World Maps in RPGs

While playing the Final Fantasy VII Remake, my wife and I were talking about how the sequels will handle the rest of the game. One question I wonder about is: will there be a world map that you can travel on. This game is all in one city, so there’s no need for one, but huffing it across the world was one of the memorable parts of the original. I think it did a lot to found the sense of adventure that was so important for making the original great. World maps, however, are pretty dated. Call-back games like I am Setsuna and Lost Sphear did them, but they were made to be as much like golden-age RPGs as possible. A game like FFVII Remake with a world map might just look too weird.

I personally really enjoy a good trek over a world map, but I feel like I might just be an old timer who longs for the days of SNES and PSX. Is it just me, or is there a special world-map-shaped place in your heart, too?


I would say that I may be in the same “old-timer” boat, as I too still have a thirst for world maps if done right, and not just in the Metroidvania sense, where I feel it is mostly being done, with Hollow Knight being a prime example that I can think of.

One of my two favorite world maps of recent memory beyond 2D examples, would be that of both Dragon Quest XI and Tales of Berseria. I feel as though the maps were big enough for the adventures that unfolded, while not feeling so big as to have empty spaces or areas which were not used or used efficiently. They also looked gorgeous, were varied and well-detailed, and the music for both, especially for DQXI was just amazing.


I think my favorite take on this – or at least a step that I felt was in the right direction – was the classic Dreamcast game Skies of Arcadia. In that game, you fly around in an airborne pirate ship to travel from one continent to the next. Obviously you’re moving about faster than a boat would in real life, but having to take a decent amount of time to go about the world really sold the illusion of exploring the uncharted seven seas (or skies, rather) as you progressed through the story. Monsters would attack on the deck of your ship, and sometimes you would engage in actual naval combat between ships. It was always a treat to discover a new continent and see what was there. Literally filling in the map of the world added to the feel of being a kind of cartographer during the age of discovery.

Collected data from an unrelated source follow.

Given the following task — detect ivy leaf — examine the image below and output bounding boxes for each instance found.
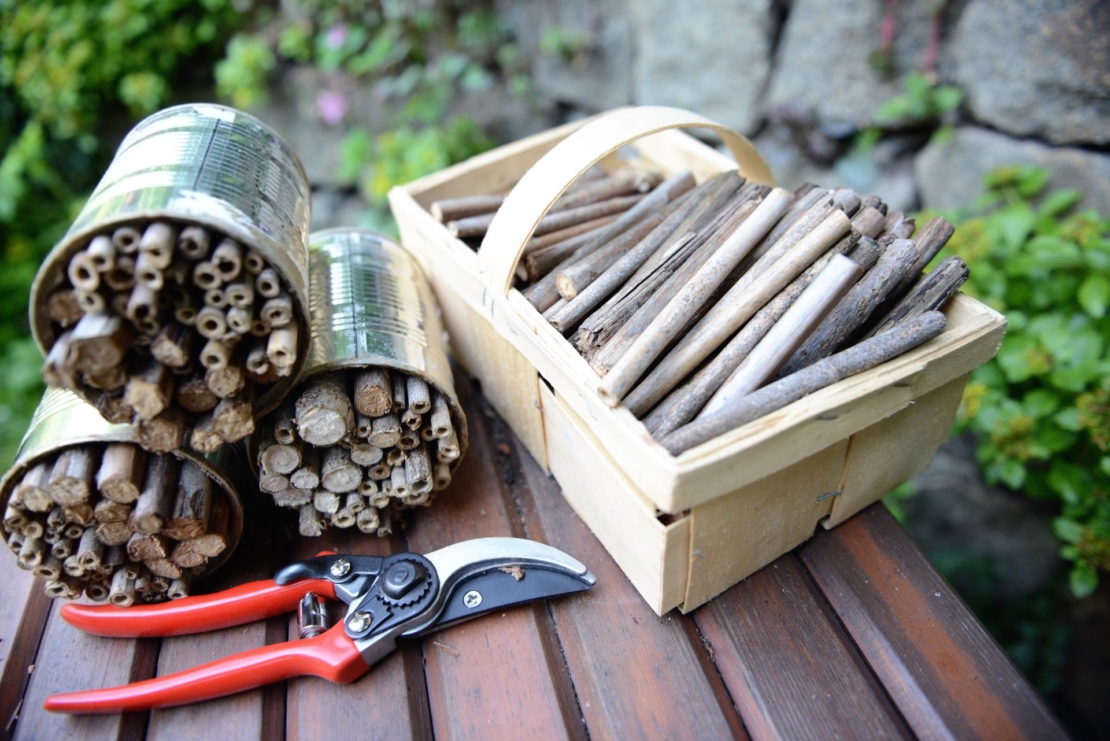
[1038,188,1083,218]
[1054,407,1083,431]
[1053,518,1084,544]
[1047,460,1085,505]
[1022,388,1059,417]
[997,457,1026,489]
[1077,273,1110,318]
[1101,456,1110,476]
[1070,562,1098,599]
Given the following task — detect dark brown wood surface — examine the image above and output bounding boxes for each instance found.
[798,506,1069,741]
[0,378,1063,741]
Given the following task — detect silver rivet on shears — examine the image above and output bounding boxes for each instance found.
[462,590,482,609]
[330,559,351,578]
[348,611,371,632]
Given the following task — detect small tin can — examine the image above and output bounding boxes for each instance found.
[302,228,468,460]
[1,389,245,589]
[30,103,311,422]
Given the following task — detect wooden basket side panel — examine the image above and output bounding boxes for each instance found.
[680,440,848,612]
[826,373,970,527]
[541,383,689,614]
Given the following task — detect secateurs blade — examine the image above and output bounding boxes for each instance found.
[44,536,595,714]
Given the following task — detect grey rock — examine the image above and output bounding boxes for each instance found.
[916,126,1110,215]
[904,435,1063,600]
[766,0,937,125]
[628,0,774,135]
[751,128,920,212]
[951,0,1110,146]
[496,0,633,111]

I’m not sure how many RPGs these days go for that sort of “travel around the world” narrative, to warrant the need for overworld dungeoning. Tales of Berseria had you using a menu for the boat, rather than actually traveling in it – but it did at least have you running around (or hoverboarding around) in monster & treasure-filled areas that connected cities to dungeons. Perhaps that’s the sort of compromise that makes more sense these days. (Curious to see how Arise will handle any of this.)


“Overworld dungeoning” - there’s a very useful term!

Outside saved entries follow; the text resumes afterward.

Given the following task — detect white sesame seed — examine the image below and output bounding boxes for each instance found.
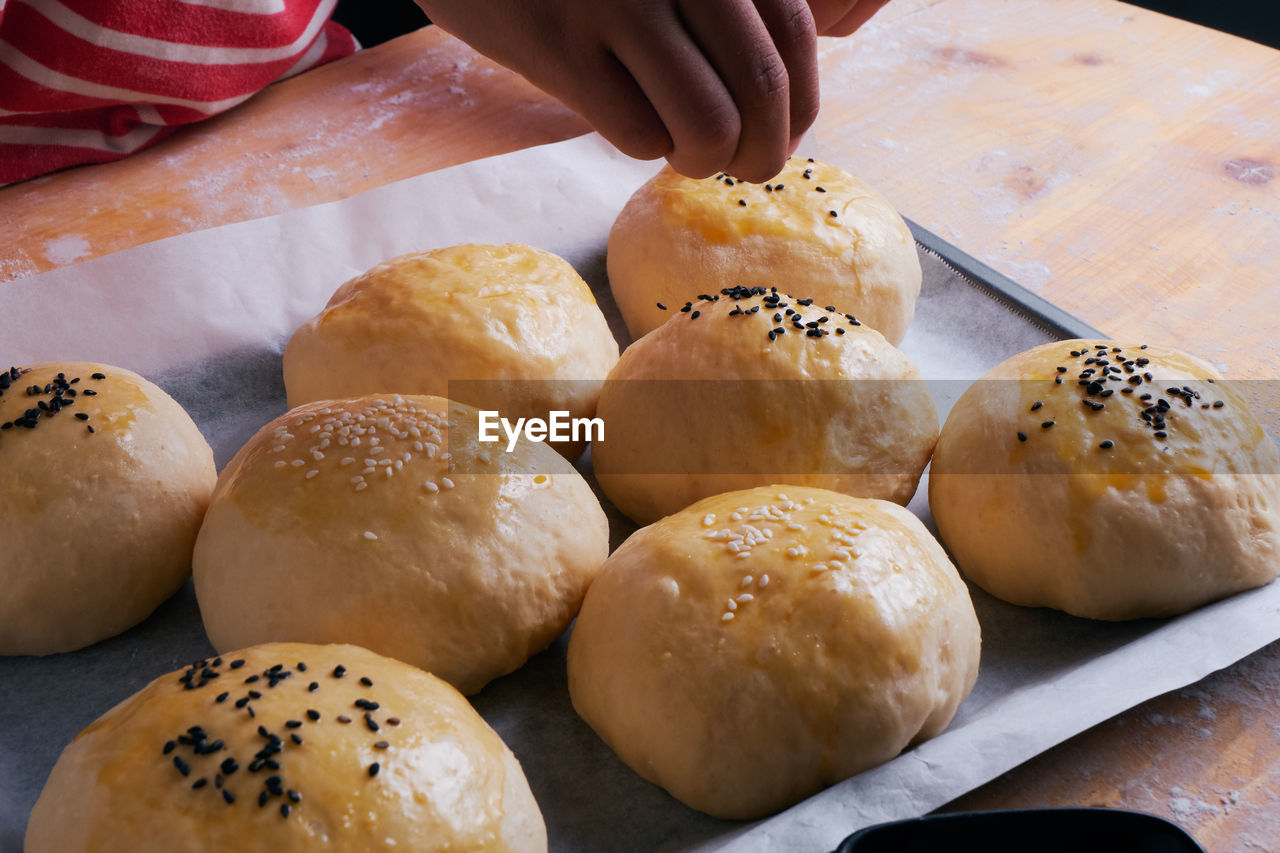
[351,437,361,446]
[305,470,319,479]
[341,457,355,465]
[370,447,385,455]
[740,575,754,588]
[355,482,368,492]
[702,513,716,527]
[272,444,286,453]
[727,599,738,611]
[812,563,829,572]
[440,453,451,461]
[424,482,439,493]
[312,451,325,461]
[274,460,286,469]
[290,459,305,467]
[759,574,770,587]
[729,512,743,522]
[413,441,424,452]
[737,593,754,603]
[362,467,376,475]
[736,551,751,559]
[441,477,455,489]
[786,523,805,531]
[363,531,378,540]
[721,612,735,622]
[350,476,365,485]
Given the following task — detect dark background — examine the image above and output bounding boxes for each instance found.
[331,1,1279,50]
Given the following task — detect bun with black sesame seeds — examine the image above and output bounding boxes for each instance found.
[25,641,546,852]
[929,340,1280,620]
[607,159,921,343]
[567,485,980,820]
[192,394,608,695]
[0,362,215,655]
[282,243,619,460]
[591,286,939,525]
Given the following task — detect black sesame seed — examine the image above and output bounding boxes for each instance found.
[308,682,319,692]
[828,210,838,217]
[368,763,380,777]
[222,790,236,804]
[193,778,208,789]
[337,715,351,724]
[230,660,246,669]
[280,804,291,818]
[656,302,667,310]
[1213,400,1224,408]
[215,692,229,703]
[365,713,380,732]
[1030,401,1043,411]
[258,791,269,807]
[288,790,301,803]
[1017,432,1028,442]
[1155,431,1168,438]
[690,310,700,319]
[173,756,191,777]
[1099,440,1114,449]
[74,412,89,420]
[221,758,239,775]
[333,665,346,678]
[163,740,176,755]
[91,373,106,380]
[306,709,320,721]
[374,741,389,750]
[386,717,401,726]
[285,720,303,729]
[1042,421,1055,429]
[291,733,303,745]
[738,199,747,206]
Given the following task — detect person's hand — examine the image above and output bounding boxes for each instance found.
[415,0,827,183]
[808,0,892,36]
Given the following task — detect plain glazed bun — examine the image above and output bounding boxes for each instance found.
[283,243,619,458]
[930,340,1280,620]
[607,159,921,343]
[26,642,546,852]
[193,394,609,695]
[591,286,938,525]
[0,362,215,655]
[567,486,980,819]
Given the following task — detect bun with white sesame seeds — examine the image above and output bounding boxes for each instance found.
[591,286,938,525]
[930,340,1280,620]
[282,243,619,459]
[192,395,609,695]
[25,641,546,852]
[607,159,921,343]
[567,485,980,819]
[0,362,215,656]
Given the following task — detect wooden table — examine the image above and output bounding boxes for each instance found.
[3,0,1277,847]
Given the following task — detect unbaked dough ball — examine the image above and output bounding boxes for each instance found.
[283,243,619,458]
[568,486,980,819]
[0,362,215,655]
[929,340,1280,620]
[193,394,609,694]
[26,641,545,852]
[591,286,938,525]
[607,158,921,343]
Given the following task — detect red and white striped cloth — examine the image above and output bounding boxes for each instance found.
[0,0,357,185]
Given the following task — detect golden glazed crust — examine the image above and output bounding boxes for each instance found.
[591,288,938,525]
[193,395,609,695]
[607,159,921,343]
[929,340,1280,619]
[567,486,980,819]
[0,362,215,655]
[25,642,546,853]
[283,243,619,458]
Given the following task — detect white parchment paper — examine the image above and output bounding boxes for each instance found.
[2,134,1279,853]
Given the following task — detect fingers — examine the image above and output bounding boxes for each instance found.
[750,0,820,157]
[610,7,742,179]
[614,0,816,183]
[820,0,893,37]
[673,0,815,182]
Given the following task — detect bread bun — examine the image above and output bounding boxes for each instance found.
[25,641,545,852]
[567,485,980,819]
[591,286,938,525]
[0,362,215,655]
[193,394,608,694]
[930,340,1280,619]
[607,159,921,343]
[283,243,619,458]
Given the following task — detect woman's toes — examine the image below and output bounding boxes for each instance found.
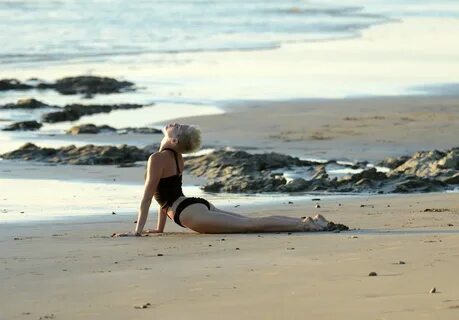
[313,214,329,228]
[302,217,323,231]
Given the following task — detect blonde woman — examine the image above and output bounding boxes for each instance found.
[114,123,347,236]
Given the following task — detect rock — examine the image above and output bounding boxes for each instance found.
[430,287,436,294]
[0,79,33,91]
[2,120,42,131]
[437,149,459,169]
[118,127,162,134]
[66,124,116,135]
[315,204,321,208]
[282,178,310,192]
[391,150,447,177]
[49,76,135,95]
[441,173,459,185]
[312,165,328,180]
[350,168,387,182]
[368,272,378,277]
[0,98,54,109]
[42,103,145,123]
[1,143,149,165]
[377,156,410,169]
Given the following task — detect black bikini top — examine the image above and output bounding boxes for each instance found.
[153,148,185,209]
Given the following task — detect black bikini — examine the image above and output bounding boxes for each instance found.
[153,148,210,228]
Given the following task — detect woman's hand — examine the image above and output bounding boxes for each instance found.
[143,228,160,234]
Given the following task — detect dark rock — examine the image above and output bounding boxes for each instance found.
[2,121,42,131]
[50,76,135,95]
[377,155,410,169]
[0,79,32,91]
[368,272,378,277]
[350,168,387,182]
[118,127,162,134]
[442,173,459,185]
[1,143,149,165]
[0,98,54,109]
[42,103,145,123]
[66,124,116,135]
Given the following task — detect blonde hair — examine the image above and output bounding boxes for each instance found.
[175,125,201,153]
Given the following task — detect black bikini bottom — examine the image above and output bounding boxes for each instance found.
[174,197,211,228]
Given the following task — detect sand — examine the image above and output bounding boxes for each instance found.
[1,95,459,319]
[1,193,459,320]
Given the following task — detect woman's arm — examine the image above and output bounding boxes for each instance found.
[134,154,163,235]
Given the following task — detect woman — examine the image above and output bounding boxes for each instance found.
[114,123,347,236]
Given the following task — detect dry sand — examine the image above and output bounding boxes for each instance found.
[1,95,459,319]
[1,193,459,320]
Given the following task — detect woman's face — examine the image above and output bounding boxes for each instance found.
[163,122,179,137]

@Prin - oh yes, very much world maps done right. I remember hearing that Dissidia 012 had a world map, but I was crushed when it turned out to be a kind of slapped-on feature that had little gameplay (and no towns). I wondered - why even have one? But one reason I’ve never gotten into open world games is that they often seem too big with little content. You’re right - DQIX and Berseria had just the right amount of space to explore without getting bogged down in a lot of running. FFXV seems like a great game, but it’s just too big (for me).

@Reset_Tears - I’ve heard awesome things about Skies of Arcadia, and I’ve always wanted to play it. Alas, it’s always too expensive when I go out to look for a copy. And you’re probably right: we get a compromise, in a way. I do miss world-trotting narratives. Playing them as a teenager, I was encouraged to travel our own world. I kinda miss that.

Old timer, indeed. Complaining about the good ol’ days…


I love Skies of Arcadia so much, ahhhhh. I’m really hoping for a remaster or something.

The style of “World Map” in Berseria was first in Tales of Graces, and then again in the Xillias and Zestiria. (Honestly, FFX, which is my favorite game, and even FFXIII function much the same.) I don’t think I personally referred to it as a World Map, but I honestly really enjoy the way that it functions. Berseria and the first Xillia are my favorite Tales games, not including the huge amount of time I’ve put into multiple Symphonia playthroughs. I know when I first played Symphonia: DotNW, I was disappointed in the fact that you just selected the next area on the map, instead of actually traversing it. I really wanted to explore it after what happened at the end of Symphonia. I do love actual world maps, but I don’t think people have the patience for them in modern gaming. :frowning:

Also, Lufia II has best overworld music.